One Year After Judge Halts Family Separation, ACLU Finds Hundreds More Children Taken From Their Parents

Welcome

TIJUANA, MEXICO - DECEMBER 01: A group of Honduran migrants, including children, who said they were part of the 'migrant caravan', are briefly detained along the U.S.-Mexico border barrier by Mexican police after unsuccessfully attempting to cross the border barrier into the U.S. on December 1, 2018 in Tijuana, Mexico. Mexican police officers said they would return the group to a new government shelter, located far from the border, for members of the 'migrant caravan'. Many of those in the caravan traveled for over a month from Central America to seek asylum in the U.S. (Photo by Mario Tama/Getty Images)

Despite an order from a federal judge, the Trump administration continues to separate migrant children from their families at the southern border. From The Associated Press:

More than 900 children, including babies and toddlers, were separated from their parents at the border in the year after a judge ordered the practice be sharply curtailed, the American Civil Liberties Union said Tuesday in a legal attack that will invite more scrutiny of the Trump administration’s widely criticized tactics.

In June of 2018, a judge ordered the practice of child separation halted except in extreme circumstances, such as threats to a child’s safety.

“The administration must not be allowed to circumvent the court order over infractions like minor traffic violations.” – ACLU attorney Lee Gelernt 

The New York Times reports on circumstances for some of the removals.

“[S]ometimes for reasons as minor as a parent not changing a baby’s diaper or having a traffic citation for driving without a license, according to new documents filed Tuesday in federal court.

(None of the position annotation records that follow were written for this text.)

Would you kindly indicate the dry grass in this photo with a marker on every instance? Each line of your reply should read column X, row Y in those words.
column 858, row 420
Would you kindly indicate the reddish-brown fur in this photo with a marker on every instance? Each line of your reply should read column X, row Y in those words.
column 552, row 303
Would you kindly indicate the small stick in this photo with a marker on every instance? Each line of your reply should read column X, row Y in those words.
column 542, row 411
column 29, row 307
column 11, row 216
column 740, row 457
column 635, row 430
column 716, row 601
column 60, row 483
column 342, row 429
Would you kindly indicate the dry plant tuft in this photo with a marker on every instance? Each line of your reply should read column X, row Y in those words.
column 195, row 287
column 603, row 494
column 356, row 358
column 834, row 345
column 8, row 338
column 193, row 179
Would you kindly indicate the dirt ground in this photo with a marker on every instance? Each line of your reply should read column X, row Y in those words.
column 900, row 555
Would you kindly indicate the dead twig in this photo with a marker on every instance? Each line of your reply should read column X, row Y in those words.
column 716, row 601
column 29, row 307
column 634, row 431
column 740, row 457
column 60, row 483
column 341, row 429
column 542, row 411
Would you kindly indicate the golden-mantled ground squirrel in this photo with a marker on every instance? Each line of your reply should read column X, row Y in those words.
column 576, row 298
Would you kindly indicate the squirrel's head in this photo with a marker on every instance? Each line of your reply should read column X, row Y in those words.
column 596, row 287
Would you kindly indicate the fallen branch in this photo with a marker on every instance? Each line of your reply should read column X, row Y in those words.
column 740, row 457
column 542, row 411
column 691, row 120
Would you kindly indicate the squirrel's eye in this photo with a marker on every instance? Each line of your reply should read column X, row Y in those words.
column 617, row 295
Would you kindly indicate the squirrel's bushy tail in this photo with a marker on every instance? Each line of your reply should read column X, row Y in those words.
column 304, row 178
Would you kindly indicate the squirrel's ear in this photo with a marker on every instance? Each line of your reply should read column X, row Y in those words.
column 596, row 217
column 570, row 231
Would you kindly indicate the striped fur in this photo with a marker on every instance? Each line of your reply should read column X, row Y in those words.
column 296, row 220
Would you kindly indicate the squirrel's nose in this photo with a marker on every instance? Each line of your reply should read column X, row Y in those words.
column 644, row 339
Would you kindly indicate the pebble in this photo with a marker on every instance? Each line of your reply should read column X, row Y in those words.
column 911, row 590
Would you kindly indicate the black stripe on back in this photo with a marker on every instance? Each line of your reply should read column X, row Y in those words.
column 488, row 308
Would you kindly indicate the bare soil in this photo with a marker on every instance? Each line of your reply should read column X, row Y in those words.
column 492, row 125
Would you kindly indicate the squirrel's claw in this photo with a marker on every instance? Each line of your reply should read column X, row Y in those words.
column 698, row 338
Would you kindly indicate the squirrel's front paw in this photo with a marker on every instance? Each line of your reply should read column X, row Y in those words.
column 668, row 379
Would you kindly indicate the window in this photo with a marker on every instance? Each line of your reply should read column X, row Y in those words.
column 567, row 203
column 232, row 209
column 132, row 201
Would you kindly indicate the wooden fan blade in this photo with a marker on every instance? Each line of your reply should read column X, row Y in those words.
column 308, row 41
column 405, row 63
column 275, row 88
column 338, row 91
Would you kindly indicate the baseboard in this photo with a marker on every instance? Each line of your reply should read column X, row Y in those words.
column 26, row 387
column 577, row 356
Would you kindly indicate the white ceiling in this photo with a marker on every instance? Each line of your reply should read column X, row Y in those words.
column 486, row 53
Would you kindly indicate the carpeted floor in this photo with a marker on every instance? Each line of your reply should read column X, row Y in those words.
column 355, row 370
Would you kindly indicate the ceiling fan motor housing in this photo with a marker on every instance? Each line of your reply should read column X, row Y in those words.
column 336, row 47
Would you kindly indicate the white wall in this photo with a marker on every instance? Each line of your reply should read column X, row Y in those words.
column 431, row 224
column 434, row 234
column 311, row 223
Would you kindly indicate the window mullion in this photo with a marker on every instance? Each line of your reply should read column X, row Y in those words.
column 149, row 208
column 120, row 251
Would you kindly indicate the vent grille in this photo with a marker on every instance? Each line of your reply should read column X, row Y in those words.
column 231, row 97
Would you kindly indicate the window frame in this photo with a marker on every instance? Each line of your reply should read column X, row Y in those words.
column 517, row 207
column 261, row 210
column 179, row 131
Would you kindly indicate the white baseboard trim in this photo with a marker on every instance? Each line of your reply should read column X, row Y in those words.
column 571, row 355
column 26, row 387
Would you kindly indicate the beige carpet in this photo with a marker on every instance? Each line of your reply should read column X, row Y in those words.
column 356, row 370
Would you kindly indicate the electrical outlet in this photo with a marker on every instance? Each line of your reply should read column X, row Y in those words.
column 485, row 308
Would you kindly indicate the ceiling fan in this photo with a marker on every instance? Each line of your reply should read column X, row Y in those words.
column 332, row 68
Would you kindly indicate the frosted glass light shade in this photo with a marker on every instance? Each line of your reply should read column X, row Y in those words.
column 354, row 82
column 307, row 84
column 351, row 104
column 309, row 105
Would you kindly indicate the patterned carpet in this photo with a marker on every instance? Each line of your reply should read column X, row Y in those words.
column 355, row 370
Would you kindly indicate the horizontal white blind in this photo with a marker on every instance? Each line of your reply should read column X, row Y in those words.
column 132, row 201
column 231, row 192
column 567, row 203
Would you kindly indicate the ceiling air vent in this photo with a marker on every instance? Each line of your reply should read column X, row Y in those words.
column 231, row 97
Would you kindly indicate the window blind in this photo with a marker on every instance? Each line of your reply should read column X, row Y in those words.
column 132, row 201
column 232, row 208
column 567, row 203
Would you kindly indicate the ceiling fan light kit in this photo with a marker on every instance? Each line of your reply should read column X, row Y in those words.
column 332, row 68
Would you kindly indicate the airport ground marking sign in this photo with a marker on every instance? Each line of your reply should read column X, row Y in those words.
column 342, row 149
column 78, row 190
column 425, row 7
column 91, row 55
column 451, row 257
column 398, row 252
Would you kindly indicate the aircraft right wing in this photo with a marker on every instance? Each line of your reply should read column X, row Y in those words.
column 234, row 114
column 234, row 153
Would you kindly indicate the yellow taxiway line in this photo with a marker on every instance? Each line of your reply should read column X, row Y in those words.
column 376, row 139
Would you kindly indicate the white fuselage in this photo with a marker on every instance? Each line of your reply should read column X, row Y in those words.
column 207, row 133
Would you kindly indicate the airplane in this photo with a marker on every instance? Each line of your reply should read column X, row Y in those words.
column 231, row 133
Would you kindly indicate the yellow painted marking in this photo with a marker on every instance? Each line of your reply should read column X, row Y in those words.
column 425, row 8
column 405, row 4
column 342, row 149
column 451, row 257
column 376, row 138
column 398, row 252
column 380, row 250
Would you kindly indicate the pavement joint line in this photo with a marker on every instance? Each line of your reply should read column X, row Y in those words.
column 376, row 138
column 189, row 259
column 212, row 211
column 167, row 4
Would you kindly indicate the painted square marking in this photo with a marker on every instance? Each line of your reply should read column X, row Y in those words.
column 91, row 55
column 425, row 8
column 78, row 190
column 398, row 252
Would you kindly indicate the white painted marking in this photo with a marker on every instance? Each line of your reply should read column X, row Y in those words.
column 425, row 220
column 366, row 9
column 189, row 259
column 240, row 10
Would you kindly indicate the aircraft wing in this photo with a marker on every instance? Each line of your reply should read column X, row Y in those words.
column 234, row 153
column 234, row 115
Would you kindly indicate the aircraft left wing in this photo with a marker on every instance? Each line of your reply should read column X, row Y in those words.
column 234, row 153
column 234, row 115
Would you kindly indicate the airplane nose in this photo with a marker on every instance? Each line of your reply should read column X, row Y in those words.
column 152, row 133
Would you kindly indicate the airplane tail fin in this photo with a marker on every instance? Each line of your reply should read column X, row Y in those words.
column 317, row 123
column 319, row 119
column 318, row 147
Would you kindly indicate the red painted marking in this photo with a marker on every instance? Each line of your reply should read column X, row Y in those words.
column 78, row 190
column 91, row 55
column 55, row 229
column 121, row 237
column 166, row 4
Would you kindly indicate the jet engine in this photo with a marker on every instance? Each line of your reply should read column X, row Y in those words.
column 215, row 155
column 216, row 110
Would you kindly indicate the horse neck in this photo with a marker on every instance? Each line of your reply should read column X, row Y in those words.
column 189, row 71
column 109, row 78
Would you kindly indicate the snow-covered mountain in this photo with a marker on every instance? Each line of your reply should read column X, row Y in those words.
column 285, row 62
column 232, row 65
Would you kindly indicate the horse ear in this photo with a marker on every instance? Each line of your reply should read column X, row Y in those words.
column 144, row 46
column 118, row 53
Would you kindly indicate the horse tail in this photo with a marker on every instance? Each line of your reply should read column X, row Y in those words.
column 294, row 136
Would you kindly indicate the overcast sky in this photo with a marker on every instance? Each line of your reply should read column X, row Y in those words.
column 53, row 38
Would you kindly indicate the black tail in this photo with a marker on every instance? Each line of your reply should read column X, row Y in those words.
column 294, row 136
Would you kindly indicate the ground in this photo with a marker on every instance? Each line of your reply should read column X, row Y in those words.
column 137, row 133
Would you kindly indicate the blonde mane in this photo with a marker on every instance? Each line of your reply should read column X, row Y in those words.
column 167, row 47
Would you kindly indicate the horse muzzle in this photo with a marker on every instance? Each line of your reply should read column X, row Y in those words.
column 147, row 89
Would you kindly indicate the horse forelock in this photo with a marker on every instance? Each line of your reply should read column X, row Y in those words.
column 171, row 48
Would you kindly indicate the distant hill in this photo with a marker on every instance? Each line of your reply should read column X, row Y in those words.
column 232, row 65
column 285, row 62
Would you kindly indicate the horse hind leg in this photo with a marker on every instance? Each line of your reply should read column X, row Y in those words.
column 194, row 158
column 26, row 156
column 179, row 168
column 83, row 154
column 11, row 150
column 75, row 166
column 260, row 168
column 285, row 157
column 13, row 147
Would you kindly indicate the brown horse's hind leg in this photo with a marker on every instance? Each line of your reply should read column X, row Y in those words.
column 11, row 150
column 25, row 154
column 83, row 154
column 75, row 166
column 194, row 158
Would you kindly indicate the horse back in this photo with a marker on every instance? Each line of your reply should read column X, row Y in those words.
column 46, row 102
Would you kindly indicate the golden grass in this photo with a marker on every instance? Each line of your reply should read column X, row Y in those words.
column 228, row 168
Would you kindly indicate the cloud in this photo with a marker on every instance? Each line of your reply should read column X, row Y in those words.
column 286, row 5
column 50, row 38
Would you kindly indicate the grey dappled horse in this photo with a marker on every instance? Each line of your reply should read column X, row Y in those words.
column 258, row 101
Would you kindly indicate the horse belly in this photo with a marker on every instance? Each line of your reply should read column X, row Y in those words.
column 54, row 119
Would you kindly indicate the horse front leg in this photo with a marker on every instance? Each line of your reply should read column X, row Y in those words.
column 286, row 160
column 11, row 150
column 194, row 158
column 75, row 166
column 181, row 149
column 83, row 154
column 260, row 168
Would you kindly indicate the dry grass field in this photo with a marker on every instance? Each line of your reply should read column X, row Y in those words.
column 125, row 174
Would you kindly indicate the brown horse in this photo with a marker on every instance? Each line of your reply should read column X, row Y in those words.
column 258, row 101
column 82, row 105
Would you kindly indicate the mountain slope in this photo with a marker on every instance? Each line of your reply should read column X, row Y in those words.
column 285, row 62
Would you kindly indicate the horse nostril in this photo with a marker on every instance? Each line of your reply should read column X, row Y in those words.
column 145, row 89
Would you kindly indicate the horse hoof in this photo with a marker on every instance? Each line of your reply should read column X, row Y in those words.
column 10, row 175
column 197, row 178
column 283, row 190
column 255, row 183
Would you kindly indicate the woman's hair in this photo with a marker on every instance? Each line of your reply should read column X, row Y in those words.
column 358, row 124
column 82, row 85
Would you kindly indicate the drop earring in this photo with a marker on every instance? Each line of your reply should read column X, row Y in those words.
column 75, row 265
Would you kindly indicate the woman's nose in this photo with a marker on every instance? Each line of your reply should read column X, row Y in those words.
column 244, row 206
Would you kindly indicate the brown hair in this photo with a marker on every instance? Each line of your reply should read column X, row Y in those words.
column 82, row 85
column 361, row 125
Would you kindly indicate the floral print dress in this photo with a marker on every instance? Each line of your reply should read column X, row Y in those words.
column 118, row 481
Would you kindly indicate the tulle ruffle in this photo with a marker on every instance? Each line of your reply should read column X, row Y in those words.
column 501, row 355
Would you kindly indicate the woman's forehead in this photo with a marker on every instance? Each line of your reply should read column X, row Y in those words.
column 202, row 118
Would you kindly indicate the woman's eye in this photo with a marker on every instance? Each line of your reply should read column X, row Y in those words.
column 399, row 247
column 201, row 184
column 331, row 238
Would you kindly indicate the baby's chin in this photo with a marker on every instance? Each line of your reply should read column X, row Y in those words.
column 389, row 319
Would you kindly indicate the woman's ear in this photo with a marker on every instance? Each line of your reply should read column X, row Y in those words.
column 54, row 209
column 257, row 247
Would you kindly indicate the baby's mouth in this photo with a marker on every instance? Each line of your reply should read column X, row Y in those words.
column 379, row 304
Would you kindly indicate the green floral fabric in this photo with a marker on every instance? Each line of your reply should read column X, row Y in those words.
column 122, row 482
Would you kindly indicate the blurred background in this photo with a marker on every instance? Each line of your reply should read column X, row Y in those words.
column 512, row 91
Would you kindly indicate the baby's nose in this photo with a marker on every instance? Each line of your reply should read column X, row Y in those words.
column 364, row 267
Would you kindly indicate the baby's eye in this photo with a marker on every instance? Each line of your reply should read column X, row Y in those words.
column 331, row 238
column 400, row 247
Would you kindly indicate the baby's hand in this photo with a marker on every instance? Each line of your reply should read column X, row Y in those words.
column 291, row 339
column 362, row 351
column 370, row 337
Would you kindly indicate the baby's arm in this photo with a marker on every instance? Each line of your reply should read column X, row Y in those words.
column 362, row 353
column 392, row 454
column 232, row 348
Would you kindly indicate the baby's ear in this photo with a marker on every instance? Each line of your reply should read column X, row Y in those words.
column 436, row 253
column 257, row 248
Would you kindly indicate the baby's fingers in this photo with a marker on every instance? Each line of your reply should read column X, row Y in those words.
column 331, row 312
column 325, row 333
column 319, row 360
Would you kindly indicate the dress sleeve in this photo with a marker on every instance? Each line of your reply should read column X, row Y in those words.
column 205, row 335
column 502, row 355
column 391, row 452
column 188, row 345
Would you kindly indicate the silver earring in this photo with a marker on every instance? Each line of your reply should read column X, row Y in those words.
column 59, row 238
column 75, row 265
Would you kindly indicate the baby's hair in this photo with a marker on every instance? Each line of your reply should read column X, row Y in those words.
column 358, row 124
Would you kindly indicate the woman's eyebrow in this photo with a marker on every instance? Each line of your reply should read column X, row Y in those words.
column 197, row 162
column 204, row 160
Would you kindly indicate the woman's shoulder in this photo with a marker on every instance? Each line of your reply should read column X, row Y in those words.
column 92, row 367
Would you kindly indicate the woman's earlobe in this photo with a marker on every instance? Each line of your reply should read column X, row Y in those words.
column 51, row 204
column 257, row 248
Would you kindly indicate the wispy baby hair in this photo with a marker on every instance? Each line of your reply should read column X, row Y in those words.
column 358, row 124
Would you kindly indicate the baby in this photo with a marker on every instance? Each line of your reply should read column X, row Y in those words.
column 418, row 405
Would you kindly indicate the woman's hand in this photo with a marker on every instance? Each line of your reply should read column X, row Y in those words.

Family breakups have been imposed with even greater frequency in recent months under the Trump administration’s most widely debated immigration policy, ostensibly to protect the welfare of the children, but in many cases because of relatively minor criminal offenses in a parent’s past, such as shoplifting or public intoxication.”

According to the Times, separated migrant children spent an average of 68 days in shelters. Four children had been away from their parents for more than 300 days.